Maybe most heartening is the return of all the shrubs and perennials we planted and transplanted last summer as we sought to make this new place more "ours" by transforming the back lawn into yet more perennial gardens with a curving pea gravel and stepping stone path from the parking area to the front porch. Beside the dollar investment in new plantings which I would be sick to lose, I will admit I played "musical plants" moving some favorite perennial "friends" and a lilac bush way too big to expect survival. Yet, there it stands, big enough that you'd think it'd been growing in front of our little house for many years and it's leafed out and is chock full of tight dark purple blossoms ready to stun me.

My greatest anticipation was to scurry out here after the snows to see how my two biggest investments had fared. Twin hydrangea bushes which , if they make it, promise to grow to a nine foot privacy feature between the yard and the road. They did, and I am now able to look forward to bowers of beautiful parchment, spring green and pink panicles ( that's your new word for the day from me)...maybe not so much this or next year, but you know what "they" say about the third year of a garden plant!

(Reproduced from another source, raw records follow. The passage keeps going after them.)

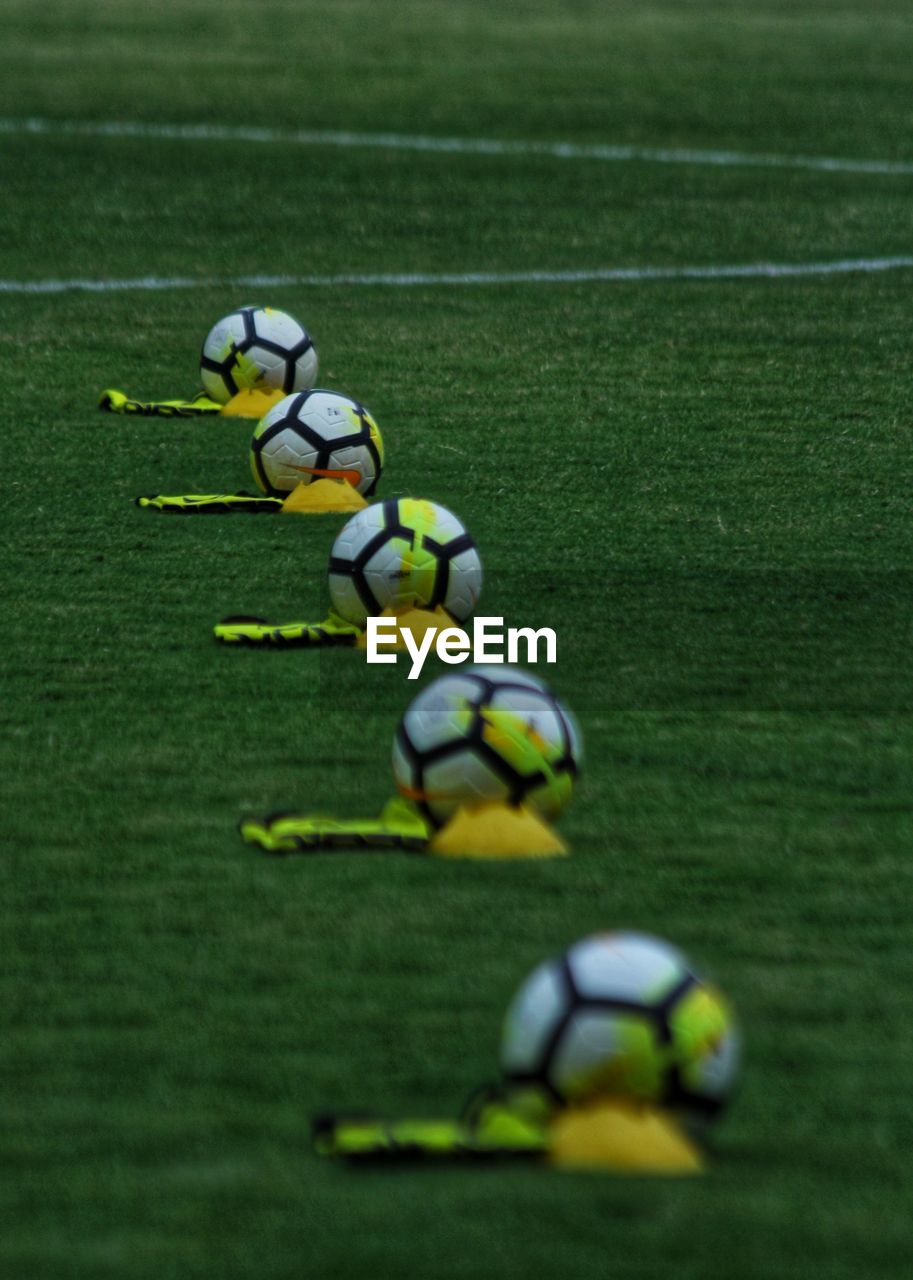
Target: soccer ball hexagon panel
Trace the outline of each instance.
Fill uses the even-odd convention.
[[[254,480],[273,496],[330,477],[347,480],[370,497],[383,461],[380,430],[364,405],[316,388],[273,405],[257,424],[250,443]]]
[[[286,312],[239,307],[206,335],[200,377],[219,404],[245,389],[306,391],[317,380],[317,352],[308,331]]]
[[[573,717],[545,684],[513,667],[470,667],[413,699],[396,731],[393,774],[435,825],[461,805],[498,800],[555,818],[580,751]]]
[[[740,1042],[724,997],[675,947],[595,934],[535,969],[504,1020],[508,1081],[552,1103],[627,1098],[697,1125],[727,1102]]]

The Lily of The Valley is going bonkers! There are pips of it as well as stray daffodils spilling out of the garden bed into adjoining areas. In afew days the leaves of the two dogwood trees in the middle of the ocean of Lily of the Valley will complete their opening process and by the time the beautiful white stalks of flowers of the lilys appear they will be shaded by the baby dogwood leaves and pink flowers.

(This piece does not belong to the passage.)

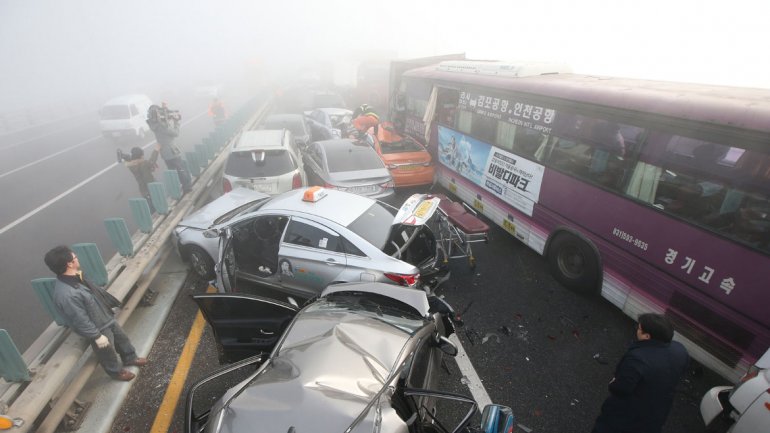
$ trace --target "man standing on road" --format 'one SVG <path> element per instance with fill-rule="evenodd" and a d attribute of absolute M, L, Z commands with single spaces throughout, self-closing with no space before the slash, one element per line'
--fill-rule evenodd
<path fill-rule="evenodd" d="M 659 433 L 689 356 L 671 341 L 674 328 L 662 314 L 642 314 L 636 340 L 618 363 L 610 396 L 596 419 L 594 433 Z"/>
<path fill-rule="evenodd" d="M 120 306 L 120 301 L 104 288 L 82 278 L 78 256 L 69 247 L 60 245 L 48 251 L 45 264 L 56 274 L 54 306 L 67 326 L 91 343 L 96 358 L 110 377 L 122 381 L 136 377 L 123 366 L 142 367 L 147 364 L 147 358 L 137 357 L 128 336 L 115 321 L 112 309 Z"/>
<path fill-rule="evenodd" d="M 165 102 L 161 107 L 152 105 L 147 111 L 147 124 L 160 145 L 160 157 L 169 170 L 176 170 L 182 183 L 182 191 L 188 193 L 192 189 L 192 179 L 182 160 L 182 149 L 175 142 L 179 136 L 181 120 L 179 111 L 169 110 Z"/>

I'm looking out my window, down upon a small sea of Iris...packed in tightly in both front and back gardens they are sporting bulging, tightly wrapped flower buds...like so so many deep purple turbans! Next to them, grows a patch of short, slender green shoots; looking like a horticultural overgrown "crewcut", these will soon be a happy little plot of the teeniest, tiniest miniature irises in bright orange with yellow throats speckled with red!

I go through this every year, but as I mentioned, it has been a LONG LONG and harsh winter with record breaking snow fall. It only results in my (really) wanting to try to do a cartwheel to express what I feel seeing my bleeding heart plants already imitating shrubs, begging to have their picture taken....my new hosta plants poking their clans of pointed asparagus green tips out of the bark promising to soon fulfill their covenant to edge my walk each year.

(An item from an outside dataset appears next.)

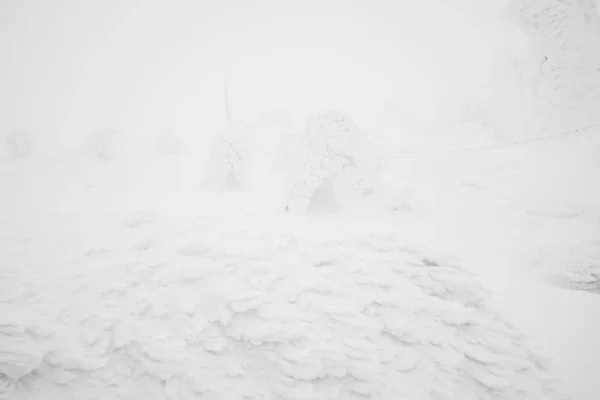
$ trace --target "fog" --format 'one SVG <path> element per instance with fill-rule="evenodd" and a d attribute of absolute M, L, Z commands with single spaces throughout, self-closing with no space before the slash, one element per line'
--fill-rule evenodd
<path fill-rule="evenodd" d="M 0 0 L 0 400 L 600 399 L 596 5 Z"/>
<path fill-rule="evenodd" d="M 499 48 L 517 49 L 504 2 L 4 0 L 2 129 L 74 144 L 90 129 L 203 137 L 281 109 L 342 109 L 389 128 L 399 111 L 482 90 Z M 522 45 L 521 45 L 522 46 Z M 387 119 L 386 119 L 387 118 Z"/>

Oh, and there are my coral bells...three different colors, golden green, deeper green and the beautiful red grapey colored ones. All will shortly send up stalks of tiny pink flowers to swing above their shiny leaf collars. Can there possibly be a better season than this?...a better time of this season that this week when we KNOW there can be no more snow? Don't you just KNOW that HEAVEN will be a garden? I cannot wait for that!